We see the same results as with option 1.
sls_data = factor_data.assign(
years_of_schooling_fitted=first_stage.fittedvalues)
iv_by_hand = smf.ols(
"log_wage ~ C(year_of_birth) + C(state_of_birth) + years_of_schooling_fitted",
data=sls_data).fit()
iv_by_hand.params["years_of_schooling_fitted"]
0.08530286492089094
Option 3. Automated 2SLS#
This is recommended, as else standard errors from second stage are a bit off.
formula = 'log_wage ~ 1 + C(year_of_birth) + C(state_of_birth) + [years_of_schooling ~ q4]'
iv2sls = IV2SLS.from_formula(formula, factor_data).fit()
parse(iv2sls)
Parameter: 0.08530286494062492
SE: 0.025540812815019267
95 CI: [0.03524287 0.13536286]
P-value: 0.0008381914642161536
You can also run with multiple instruments - here, all the quarters of birth…
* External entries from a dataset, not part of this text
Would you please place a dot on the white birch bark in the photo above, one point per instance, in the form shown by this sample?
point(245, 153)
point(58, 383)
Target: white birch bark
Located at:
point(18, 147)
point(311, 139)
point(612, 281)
formula = 'log_wage ~ 1 + C(year_of_birth) + C(state_of_birth) + [years_of_schooling ~ q1+q2+q3]'
iv_many_zs = IV2SLS.from_formula(formula, factor_data).fit()
parse(iv_many_zs)
Parameter: 0.1076937048813452
SE: 0.01955714901081754
95 CI: [0.06936169 0.14602572]
P-value: 3.657974700921329e-08
Summary#
Comparing traditional OLS with 2SLS:
Education estimate lower with OLS than 2SLS, suggesting omitted variable bias may be less strong than thought
2SLS has much wider confidence intervals than OLS
Some things to consider:
If an instrumental variable has a small correlation with the treatment, then it is a weak instrument, and we won’t be able to learn much from the instrument.
2SLS is biased towards OLS (i.e. if OLS has positive/negative bias, then so will 2SLS)
Bias will increase with the number of instruments added
Common mistakes:
Doing IV by hand
Using alternatives to OLS for the first stage. ‘The consistency of IV relies on a property that only OLS can give, which is the orthogonality of the residuals, so anything different than OLS on the 1st stage will yield something biased.’